Commenting, Scottish Greens co-leader Patrick Harvie said: “The poverty related attainment gap in Scotland has persisted, and the clearest way to tackle this is by tackling poverty itself. That’s why the Scottish Greens have worked to deliver pandemic relief payments and ensured all primary pupils will get free school meals.
“The SNP were wrong to introduce standardised testing for primary ones, when international studies show younger children learn through play. The Scottish Greens believe Scotland should ditch the British model of starting school at four or five and instead look to our Scandinavian cousins.
“Finland is renowned for its education system, and it is recognised that kindergarten leads to better outcomes later in a child’s school career. The Scottish Greens would introduce this system in Scotland as part of our plans for a green recovery from the pandemic.”
The Greens point to evidence from Upstart Scotland, a charity which campaigns to establish a statutory play-based ‘kindergarten stage’ for Scottish children.
The Greens and Upstart Scotland say studies show that all children younger than seven respond and develop better with play-based learning, while formal assessments in literacy and numeracy in the early years can discourage some children’s learning.
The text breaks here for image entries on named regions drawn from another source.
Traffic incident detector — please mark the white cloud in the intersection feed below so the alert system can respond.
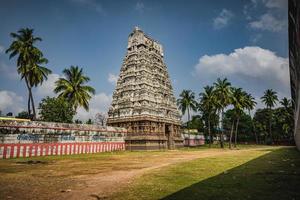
[195,46,290,100]
[135,1,145,13]
[0,45,5,53]
[0,62,19,80]
[250,34,262,44]
[249,13,287,32]
[262,0,288,9]
[74,92,112,122]
[71,0,106,15]
[0,90,24,115]
[213,8,233,29]
[108,73,119,85]
[36,74,61,98]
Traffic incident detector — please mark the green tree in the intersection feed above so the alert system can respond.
[244,94,258,144]
[16,111,30,119]
[39,97,76,123]
[199,86,216,147]
[261,89,278,141]
[214,78,232,148]
[6,28,51,119]
[229,87,245,149]
[223,108,255,142]
[188,115,204,132]
[54,66,95,111]
[177,90,197,129]
[85,119,93,124]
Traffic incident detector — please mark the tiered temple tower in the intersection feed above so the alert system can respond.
[107,27,183,150]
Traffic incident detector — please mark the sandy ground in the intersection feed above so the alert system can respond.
[59,149,260,200]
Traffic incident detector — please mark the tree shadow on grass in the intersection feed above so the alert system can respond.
[162,148,300,200]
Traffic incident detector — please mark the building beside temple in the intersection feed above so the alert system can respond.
[107,27,183,150]
[289,0,300,150]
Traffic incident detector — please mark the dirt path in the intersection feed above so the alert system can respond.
[61,149,262,200]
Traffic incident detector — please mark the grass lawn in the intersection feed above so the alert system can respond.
[114,148,300,200]
[0,145,300,200]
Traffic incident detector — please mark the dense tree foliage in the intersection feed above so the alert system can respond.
[177,78,293,148]
[39,97,76,123]
[54,66,95,111]
[16,111,30,119]
[6,28,51,119]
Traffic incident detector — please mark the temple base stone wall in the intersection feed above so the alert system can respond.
[108,117,183,151]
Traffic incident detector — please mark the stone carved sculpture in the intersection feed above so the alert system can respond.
[107,27,182,150]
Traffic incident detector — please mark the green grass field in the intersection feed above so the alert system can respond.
[114,148,300,200]
[0,145,300,200]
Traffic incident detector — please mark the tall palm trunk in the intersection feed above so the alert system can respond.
[229,120,234,149]
[234,116,240,148]
[25,76,31,117]
[187,107,190,147]
[269,107,273,143]
[29,88,36,120]
[248,110,258,144]
[208,114,212,147]
[220,109,224,148]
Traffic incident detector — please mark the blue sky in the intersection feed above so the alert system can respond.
[0,0,290,119]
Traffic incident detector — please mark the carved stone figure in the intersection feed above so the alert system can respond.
[107,27,183,150]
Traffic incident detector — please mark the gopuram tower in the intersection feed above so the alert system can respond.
[107,27,183,150]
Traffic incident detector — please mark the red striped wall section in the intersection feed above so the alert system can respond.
[0,142,125,159]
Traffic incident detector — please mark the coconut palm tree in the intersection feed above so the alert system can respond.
[199,85,216,147]
[177,90,197,129]
[244,93,258,144]
[261,89,278,141]
[6,28,51,119]
[214,78,231,148]
[54,66,95,111]
[279,97,292,110]
[234,89,247,147]
[229,87,243,149]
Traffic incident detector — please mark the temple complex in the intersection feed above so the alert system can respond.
[107,27,183,150]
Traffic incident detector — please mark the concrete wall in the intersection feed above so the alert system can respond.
[183,134,205,147]
[289,0,300,150]
[0,120,127,159]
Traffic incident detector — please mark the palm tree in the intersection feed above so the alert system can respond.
[234,89,247,147]
[199,86,216,147]
[229,87,243,149]
[279,97,292,110]
[280,97,293,139]
[54,66,95,111]
[261,89,278,141]
[177,90,197,129]
[6,28,51,119]
[214,78,231,148]
[245,94,258,144]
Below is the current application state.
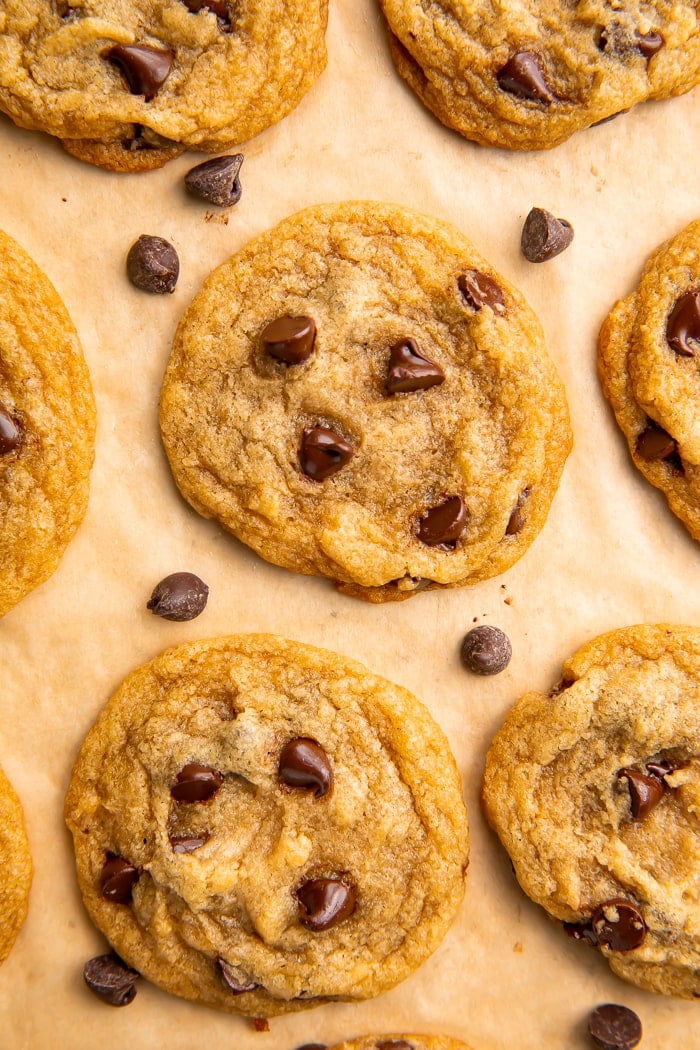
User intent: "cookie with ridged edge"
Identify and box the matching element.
[484,624,700,999]
[65,635,467,1017]
[0,232,96,615]
[0,0,327,171]
[598,219,700,540]
[161,202,571,602]
[379,0,700,149]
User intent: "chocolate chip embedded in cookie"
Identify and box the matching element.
[65,635,468,1016]
[484,624,700,999]
[161,202,571,602]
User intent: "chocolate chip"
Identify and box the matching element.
[496,51,555,105]
[384,339,445,394]
[296,879,356,932]
[170,762,224,802]
[104,44,175,102]
[457,270,506,314]
[521,208,574,263]
[126,233,179,295]
[299,426,355,481]
[185,153,243,208]
[588,1003,641,1050]
[666,289,700,357]
[83,951,141,1006]
[260,315,316,364]
[460,624,513,674]
[100,853,139,904]
[146,572,209,623]
[418,496,467,550]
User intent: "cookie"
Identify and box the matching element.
[484,624,700,999]
[161,202,571,602]
[65,635,467,1017]
[0,770,31,963]
[598,221,700,540]
[0,0,327,171]
[380,0,700,149]
[0,232,94,615]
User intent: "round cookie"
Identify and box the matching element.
[380,0,700,149]
[65,635,467,1017]
[0,770,31,963]
[161,202,571,602]
[484,624,700,999]
[0,232,94,615]
[0,0,327,171]
[598,221,700,540]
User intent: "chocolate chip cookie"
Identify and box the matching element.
[65,635,467,1017]
[0,232,94,615]
[484,624,700,999]
[161,202,571,602]
[598,221,700,540]
[0,0,327,171]
[0,769,31,963]
[380,0,700,149]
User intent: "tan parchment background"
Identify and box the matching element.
[0,0,700,1050]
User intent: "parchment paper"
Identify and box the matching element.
[0,0,700,1050]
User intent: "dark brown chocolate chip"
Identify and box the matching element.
[496,51,555,105]
[666,289,700,357]
[83,951,141,1006]
[104,44,175,102]
[279,736,333,798]
[146,572,209,623]
[299,426,355,481]
[460,624,513,674]
[126,233,179,295]
[260,315,316,364]
[185,153,243,208]
[170,762,224,802]
[418,496,467,550]
[457,270,506,314]
[100,854,139,904]
[296,879,356,932]
[384,339,445,394]
[521,208,574,263]
[588,1003,641,1050]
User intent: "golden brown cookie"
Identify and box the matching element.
[65,635,467,1017]
[161,202,571,602]
[484,624,700,999]
[0,232,94,615]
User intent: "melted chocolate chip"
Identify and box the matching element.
[279,736,333,798]
[295,879,356,932]
[384,339,445,394]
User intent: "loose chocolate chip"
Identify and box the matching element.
[104,44,175,102]
[460,624,513,674]
[521,208,574,263]
[83,951,141,1006]
[170,762,224,802]
[260,315,316,364]
[418,496,467,550]
[146,572,209,623]
[296,879,356,932]
[588,1003,641,1050]
[100,854,139,904]
[496,51,555,105]
[126,233,179,295]
[457,270,506,314]
[185,153,243,208]
[384,339,445,394]
[279,736,333,798]
[299,426,355,481]
[666,289,700,357]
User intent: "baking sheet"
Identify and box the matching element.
[0,0,700,1050]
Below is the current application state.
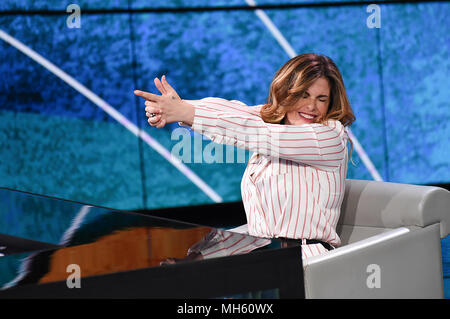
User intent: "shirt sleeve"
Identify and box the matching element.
[191,104,348,171]
[178,97,263,126]
[188,225,272,259]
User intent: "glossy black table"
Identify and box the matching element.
[0,188,304,298]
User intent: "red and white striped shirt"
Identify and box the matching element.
[186,97,348,258]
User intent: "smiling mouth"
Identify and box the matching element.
[298,112,317,120]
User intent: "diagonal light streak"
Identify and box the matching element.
[245,0,383,181]
[0,29,222,203]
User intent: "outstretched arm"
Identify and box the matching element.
[135,77,348,170]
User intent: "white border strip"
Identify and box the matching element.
[0,29,222,203]
[246,0,383,181]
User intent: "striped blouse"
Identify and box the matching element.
[185,97,348,258]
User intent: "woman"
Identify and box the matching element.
[135,53,355,258]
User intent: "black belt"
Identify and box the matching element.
[280,237,334,250]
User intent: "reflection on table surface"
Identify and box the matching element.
[0,189,282,288]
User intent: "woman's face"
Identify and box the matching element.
[284,77,330,125]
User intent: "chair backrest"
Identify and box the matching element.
[338,179,450,238]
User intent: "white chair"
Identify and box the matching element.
[304,180,450,298]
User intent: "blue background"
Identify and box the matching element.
[0,0,450,298]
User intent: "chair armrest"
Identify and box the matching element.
[303,224,444,298]
[339,179,450,238]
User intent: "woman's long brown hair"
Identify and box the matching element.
[260,53,355,160]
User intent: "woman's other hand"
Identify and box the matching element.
[134,75,194,128]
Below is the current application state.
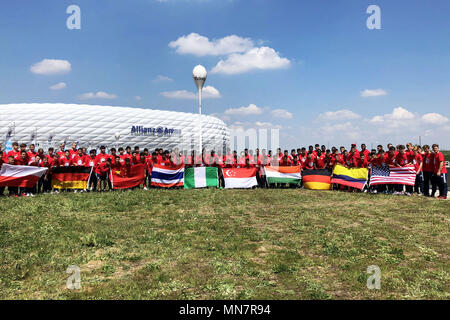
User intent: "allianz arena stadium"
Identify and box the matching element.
[0,103,230,151]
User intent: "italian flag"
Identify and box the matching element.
[0,164,47,188]
[184,167,219,189]
[222,168,258,189]
[264,166,302,184]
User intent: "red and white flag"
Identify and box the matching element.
[0,164,48,188]
[222,168,258,189]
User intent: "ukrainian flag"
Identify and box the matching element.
[331,164,368,190]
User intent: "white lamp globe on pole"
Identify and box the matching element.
[192,65,207,154]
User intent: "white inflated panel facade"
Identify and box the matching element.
[0,103,229,151]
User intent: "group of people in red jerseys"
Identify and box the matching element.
[0,142,448,199]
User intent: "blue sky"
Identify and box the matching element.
[0,0,450,149]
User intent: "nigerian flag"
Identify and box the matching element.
[184,167,219,189]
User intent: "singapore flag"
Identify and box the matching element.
[222,168,258,189]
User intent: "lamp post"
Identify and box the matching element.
[192,65,207,154]
[114,132,120,148]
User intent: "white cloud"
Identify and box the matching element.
[228,121,283,131]
[271,109,293,119]
[49,82,67,90]
[78,91,117,100]
[152,75,173,82]
[370,107,416,126]
[30,59,71,75]
[169,33,253,57]
[224,104,263,116]
[211,47,291,75]
[422,113,448,125]
[161,86,222,99]
[361,89,387,98]
[318,109,361,121]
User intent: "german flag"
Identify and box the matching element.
[52,167,92,189]
[302,169,331,190]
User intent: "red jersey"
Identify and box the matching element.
[72,154,86,167]
[96,162,110,176]
[314,153,327,169]
[384,153,396,166]
[423,152,434,172]
[5,150,20,162]
[27,151,37,161]
[59,157,72,167]
[395,152,409,167]
[302,157,314,170]
[411,153,423,172]
[95,153,109,164]
[69,149,78,159]
[84,156,97,167]
[434,151,447,174]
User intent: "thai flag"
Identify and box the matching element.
[152,164,184,188]
[0,164,48,188]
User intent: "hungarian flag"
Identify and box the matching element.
[331,164,368,190]
[184,167,219,189]
[222,168,258,189]
[52,167,92,189]
[0,164,47,188]
[152,164,184,188]
[264,166,302,184]
[302,169,331,190]
[110,163,145,190]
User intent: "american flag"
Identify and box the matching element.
[370,166,416,186]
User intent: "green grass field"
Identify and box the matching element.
[0,189,450,299]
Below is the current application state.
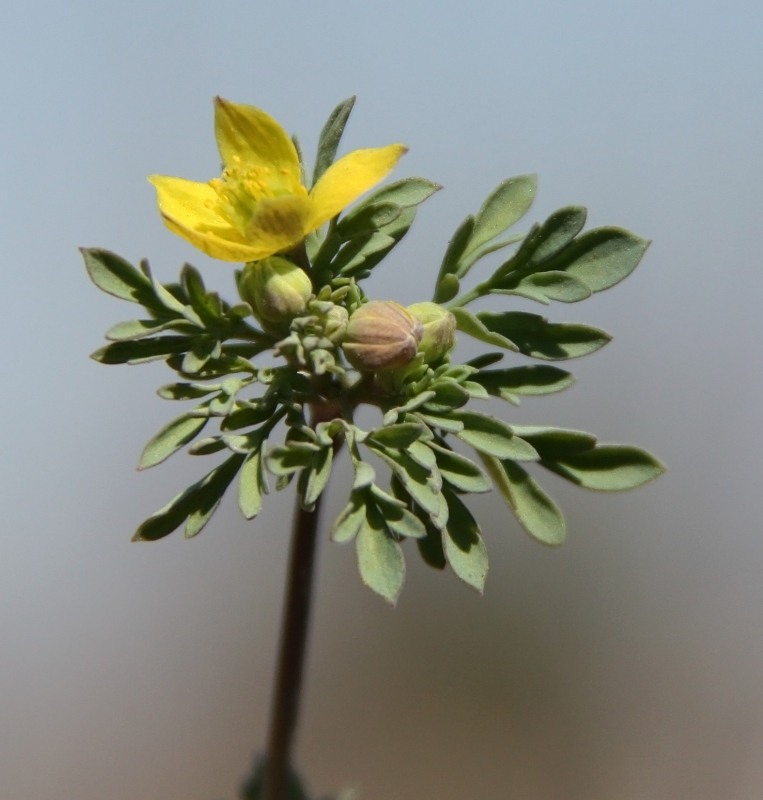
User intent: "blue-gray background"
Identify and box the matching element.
[0,0,763,800]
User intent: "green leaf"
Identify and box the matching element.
[368,422,424,448]
[472,364,575,403]
[80,247,158,309]
[358,178,442,208]
[133,454,244,542]
[180,264,223,325]
[541,444,665,492]
[312,96,355,186]
[181,336,222,375]
[369,443,442,517]
[90,336,193,364]
[429,442,491,494]
[482,456,567,547]
[265,442,320,476]
[452,411,539,461]
[238,448,266,519]
[335,202,403,240]
[138,412,207,469]
[512,425,596,458]
[299,446,334,508]
[412,412,464,433]
[433,215,474,303]
[466,175,537,256]
[188,436,228,456]
[369,486,427,539]
[466,353,503,370]
[477,311,612,361]
[355,507,405,605]
[421,378,470,415]
[517,206,588,266]
[508,270,591,304]
[442,492,488,594]
[435,272,461,303]
[106,319,186,342]
[405,442,440,472]
[331,491,366,544]
[416,525,448,569]
[352,460,376,489]
[553,227,649,292]
[450,307,519,351]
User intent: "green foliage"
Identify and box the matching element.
[82,98,664,600]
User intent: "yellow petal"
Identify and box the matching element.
[157,214,263,263]
[149,175,264,261]
[309,144,407,230]
[148,175,225,228]
[215,97,300,183]
[247,195,312,259]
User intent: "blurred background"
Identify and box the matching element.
[0,0,763,800]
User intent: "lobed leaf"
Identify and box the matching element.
[429,442,491,494]
[476,311,612,361]
[312,96,355,186]
[138,412,208,469]
[442,492,488,594]
[552,227,649,292]
[473,364,575,404]
[452,411,539,461]
[432,215,474,303]
[450,307,519,351]
[133,454,244,542]
[482,456,567,546]
[238,447,267,519]
[80,247,159,310]
[90,336,193,364]
[355,507,405,605]
[331,491,366,543]
[541,444,665,492]
[466,175,538,260]
[512,425,596,458]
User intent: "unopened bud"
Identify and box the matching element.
[408,302,456,364]
[342,300,422,372]
[239,256,313,332]
[323,306,348,344]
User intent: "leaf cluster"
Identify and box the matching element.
[83,99,663,603]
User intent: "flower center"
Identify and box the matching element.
[209,156,307,236]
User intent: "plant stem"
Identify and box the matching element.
[262,499,320,800]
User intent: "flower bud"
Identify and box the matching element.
[239,256,313,332]
[408,302,456,364]
[342,300,422,372]
[323,306,347,344]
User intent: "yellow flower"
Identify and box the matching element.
[149,97,406,261]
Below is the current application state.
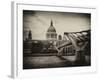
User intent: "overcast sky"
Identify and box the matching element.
[23,10,91,39]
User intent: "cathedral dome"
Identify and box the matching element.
[47,21,56,32]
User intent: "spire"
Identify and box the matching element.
[51,20,53,26]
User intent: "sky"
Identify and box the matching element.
[23,10,91,40]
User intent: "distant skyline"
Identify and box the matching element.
[23,10,91,40]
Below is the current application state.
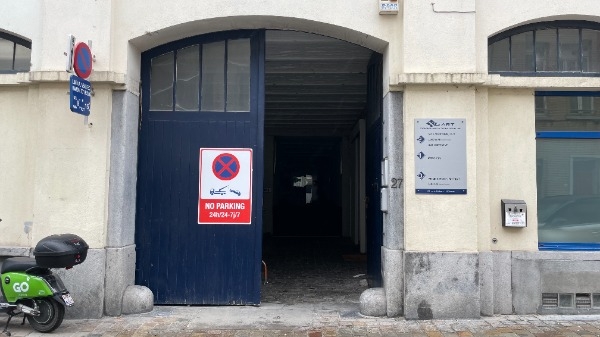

They also contend that education and child wellbeing outcomes are far higher in Finland than Scotland, which has in part been credited to their kindergarten system and primary school starting age of seven.
The Green’s announcement comes as the SNP commit to give every Scots P1 to S6 child a laptop, with an investment of £350 million.
Analysis by Grant McKenzie
It certainly seems an interesting idea from the Scottish Greens and something that I suspect will strike a chord with some voters. Scandinavian policies are in vogue for many progressives engaged on Scottish policy choices.
Interestingly, if this policy was to be adopted it would add further divergence between Scotland and the rest of the UK. The further Scotland asserts a differentiated culture and society to the rest of the UK, the more inevitable Scottish independence becomes. So it does still take on that added dimension in terms of the constitution.
I’ll be interested to see how well this policy plays in debates. I think it might do well. I think that after 14 years of SNP-led education policy that there may just be an appetite among voters to try something different, but crucially something that is still well established in neighbouring countries.